We would like to point out that despite the use of a unified reference internal dielectric constant (ε = 4) for our protein modeling, the corresponding smooth dielectric function is unique for each protein. This is because it results from structural characteristics such as packing, the presence of internal cavities, and their shapes. Because of that, it is expected that the proposed approach and delivered parameters can be used without adjustment in future studies involving different sets of proteins.

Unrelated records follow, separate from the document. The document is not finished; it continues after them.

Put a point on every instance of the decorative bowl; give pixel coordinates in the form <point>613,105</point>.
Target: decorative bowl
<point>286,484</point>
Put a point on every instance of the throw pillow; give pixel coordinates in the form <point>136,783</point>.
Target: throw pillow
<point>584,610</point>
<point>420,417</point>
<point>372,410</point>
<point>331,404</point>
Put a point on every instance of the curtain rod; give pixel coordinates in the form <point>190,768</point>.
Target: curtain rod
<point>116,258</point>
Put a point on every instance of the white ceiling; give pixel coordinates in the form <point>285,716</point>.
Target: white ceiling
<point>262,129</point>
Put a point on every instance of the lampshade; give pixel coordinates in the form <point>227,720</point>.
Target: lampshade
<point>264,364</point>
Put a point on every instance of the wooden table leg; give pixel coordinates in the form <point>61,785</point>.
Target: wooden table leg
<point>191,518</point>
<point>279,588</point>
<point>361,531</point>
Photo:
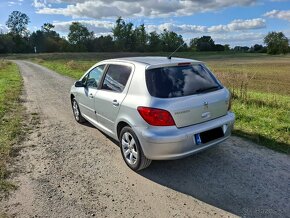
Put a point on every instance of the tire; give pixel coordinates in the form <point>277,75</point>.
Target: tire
<point>131,150</point>
<point>76,111</point>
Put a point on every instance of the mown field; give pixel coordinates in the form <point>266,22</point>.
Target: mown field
<point>10,117</point>
<point>260,86</point>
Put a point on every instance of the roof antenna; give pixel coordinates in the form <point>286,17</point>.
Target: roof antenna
<point>169,57</point>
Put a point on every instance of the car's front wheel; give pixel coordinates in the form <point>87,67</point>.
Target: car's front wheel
<point>76,111</point>
<point>131,150</point>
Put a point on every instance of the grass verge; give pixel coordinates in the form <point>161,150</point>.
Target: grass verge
<point>260,85</point>
<point>10,117</point>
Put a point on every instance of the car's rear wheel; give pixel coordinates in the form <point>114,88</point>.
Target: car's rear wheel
<point>131,150</point>
<point>76,111</point>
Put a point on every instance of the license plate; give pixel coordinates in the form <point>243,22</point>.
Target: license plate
<point>197,139</point>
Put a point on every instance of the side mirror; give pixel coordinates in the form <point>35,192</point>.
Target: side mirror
<point>79,84</point>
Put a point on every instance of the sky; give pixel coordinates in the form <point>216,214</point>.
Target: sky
<point>242,22</point>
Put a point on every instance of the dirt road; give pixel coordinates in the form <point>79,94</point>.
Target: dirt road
<point>65,169</point>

The analysis of the smooth dielectric function done on a large and diverse set of proteins proved that the approach is physically sound. Indeed, without explicit considerations about physical properties of the amino acid (charged, polar versus hydrophobic), the results on the average dielectric constant value over amino acid types showed that the highest dielectric values were automatically assigned to the space occupied by charged groups, and the lowest dielectric values were attributed to the hydrophobic core. This is obviously related to the packing and the fact that charged and polar residues prefer to be at the protein surface, while hydrophobic groups are typically buried. However, engineered proteins may not follow such a trend and may have a titratable group buried in the packed hydrophobic core, as with many of the cases in the pKa Cooperative data set. A buried titratable group, charged or not, represents a highly polar structural element, for which the contribution to the protein’s polarizability will depend on the ability to change conformation or ionization states and may not be captured by our model. To address the possibility that the local dielectric constant associated with the space taken by titratable groups (especially in case of non-naturally occurring groups) may have to be not only a function of atomic packing but to be further increased, we repeated the pKa calculations with a modified Gaussian-based approach: the radii of titratable atoms of Asp, Glu, Arg, and Lys were artificially lowered by a factor of 2, which resulted in reduced packing and a higher local dielectric constant. The best RMSD (RMSD = 1.75 pK) was found to be almost the same as it was with the original Gaussian-based method (RMSD = 1.77 pK). This observation indicates that the current model captures most of the effects relevant to the dielectric response upon ionization, while it does not rule out further improvement by specific treatment of the ionizable groups.